The Tigers still had the bases loaded with one out after the fluky play. But Carlos Guillen grounded into a double play on a 2-0 pitch to end the Tigers' hopes of a walk-off victory.
The 11th inning was a prime example of the Tigers' struggles to bring runners home. Detroit stranded 26 runners over its four-game sweep at the hands of the Indians, including 11 in their extra-innings loss Saturday night.
"That's part of baseball," Tigers manager Jim Leyland said. "When you are going good, you get them in. When you're not, you don't. We had some opportunities to do that. We didn't do it tonight. That's part of it. When you are struggling, that's what happens."
One Tiger who broke out of his struggles was Cabrera. After going 2-for-14 in the four-game series at Cleveland, the All-Star first baseman recorded two homers, his 17th career multi-homer game. Magglio Ordonez chipped in a homer in the fifth, which was immediately followed by Cabrera's second blast of the night.

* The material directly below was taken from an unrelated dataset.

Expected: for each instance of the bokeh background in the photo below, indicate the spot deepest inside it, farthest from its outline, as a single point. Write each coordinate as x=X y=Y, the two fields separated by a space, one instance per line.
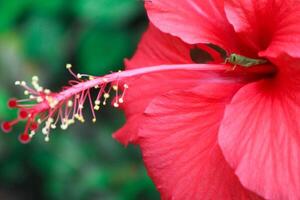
x=38 y=37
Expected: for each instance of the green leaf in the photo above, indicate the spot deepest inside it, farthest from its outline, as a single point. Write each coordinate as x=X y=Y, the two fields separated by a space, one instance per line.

But all three homers were solo shots off Rangers starter Scott Feldman, who lasted five innings and gave up five runs before giving way to reliever Dustin Nippert, who took a line drive off the right side of his head in the sixth inning. It was a scary moment for both teams, but Nippert walked off the field and was taken to Henry Ford Hospital where he was evaluated and released.
Three relievers followed for the Rangers before Matt Harrison (2-1) threw four shutout innings despite four walks and 80 pitches.
Between Inge's injury, and a taxed bullpen that used up five relievers following Jeremy Bonderman's sixth-inning exit with five runs allowed, the Tigers could be feeling this loss long after they left the ballpark early Tuesday morning. But Inge tried to put it in perspective.
"Someone said on the bench: If you don't have casualties, it means you're not playing hard," Inge said. "Obviously, we're playing hard. I think this is a stretch where it could take you in two different directions, and I know we're not going to go in the negative direction. This is one where I think we're all going to mesh and come a little closer together as a group and we're going to start playing hard. It kind of separates the men from the boys at this time of year. You can harp on the negatives and harp on the bad things that happen, or you can move on. You can better your team and go out and play hard."